Price of gold depends upon its demand and supply, value of US dollar and reserves held by central bank (in the form of gold) and it is valued in troy ounce. One troy ounce equals 31.10 grams. But price of gold does not move in sync with the other commodities.
An investment in gold can provide following benefits through:
• Hedging: In the portfolio of an investor if gold is negatively correlated with any other asset, i.e., with the increase in price of gold, the price of the other asset may fall and vice verse. So, the negative effect may be chalked out in the portfolio and the purchasing power of an investor does not get affected.
• Risk Diversification: If the assets in a portfolio are low or uncorrelated, then the risk of reduction in the price of total assets may be reduced to some extent.
• Speculation: Predicting rise in prices of gold by analyzing the trends and charts (like moving average), the investor may buy more quantity of gold or increases its share in portfolio. This would generate significant returns if market prices move as per investor’s prediction.
Investment strategies can be made on the basis of fundamental and technical analysis. Fundamental analysis helps an investor in buying the quantity of gold by studying the economic and industry conditions to the financial condition and management of companies. In technical analysis, past prices and volume is taken into consideration to predict future prices and trends. As explained by Deutsche Bank, “There are rising stresses in the global financial system; in particular the rising risk of a U.S. corporate default cycle and the risk of a sharp one-off renminbi devaluation due to the sharp increase in China’s capital outflows. Buying some gold as ‘insurance’ is warranted.”
Though great advantages are available for making an investment in gold but they still contribute a small percentage in the portfolio of majority of small investors, where major share is occupied by equities, debt and other money market instruments, real estate and other alternative instruments. Gold has provided more superior returns than equities. Gold should be considered as a strategic long term instrument.
Changing trend of gold prices
Gold was being traded at 554.45 USD/oz on March 2006 and rose to 1108.00 USD/oz as on March 2011. Now it has increased to 1231.70 USD/oz as on March 2, 2016. Gold is expected to trade higher because of the negative interest rates offered by the central banks in European Union, Japan and Sweden. Despite a strong increase in personal income, consumer spending, PCE (Personal consumer Expenditure) Inflation and US GDP growth rate, prices of gold is still increasing. While the US dollar and interest rates are important factors in explaining the price movement of gold, as mentioned, they are not the sole components. Secondly, gold’s positive portfolio attributes (low correlations to other asset classes) have historically remained consistent through time. Value of gold has reached a very appealing level. Thus, a rising trend is being forecasted in the prices of this yellow metal over the coming years.
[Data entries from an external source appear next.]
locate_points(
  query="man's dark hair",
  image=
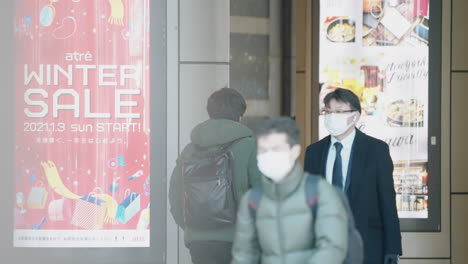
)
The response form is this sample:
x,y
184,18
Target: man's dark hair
x,y
226,103
344,96
280,125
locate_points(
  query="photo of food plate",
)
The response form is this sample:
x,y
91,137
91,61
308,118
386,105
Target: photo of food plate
x,y
405,113
341,30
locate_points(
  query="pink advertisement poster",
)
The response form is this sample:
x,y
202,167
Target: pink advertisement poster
x,y
82,123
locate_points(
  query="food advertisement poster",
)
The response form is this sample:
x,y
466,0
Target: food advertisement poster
x,y
379,49
82,124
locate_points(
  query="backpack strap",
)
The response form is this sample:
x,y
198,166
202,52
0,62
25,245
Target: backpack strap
x,y
312,192
253,201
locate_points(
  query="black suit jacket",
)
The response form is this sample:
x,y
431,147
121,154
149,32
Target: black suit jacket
x,y
369,187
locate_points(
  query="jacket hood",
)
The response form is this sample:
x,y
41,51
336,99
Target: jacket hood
x,y
219,131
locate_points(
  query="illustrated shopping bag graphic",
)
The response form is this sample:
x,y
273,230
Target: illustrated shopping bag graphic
x,y
128,208
59,210
37,196
89,213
Below is the graph depicting the past performance of gold.
Gold prices from past 26 years, 2011 a spike in gold price went to an historic high.
Gold Price US dollar/Oz, See the gold prices from past 10 years.
Gold should be a staple of every investor’s portfolio in an Gold IRA. During times of crisis, when countries default and money loses meaning, gold still retains and sometimes even increases in value. Gold is the currency of last resort. It is imperative that an individual investor should place a substantial amount of his portfolio in Gold to earn handsome returns in the long term and also have insurance for the rainy times.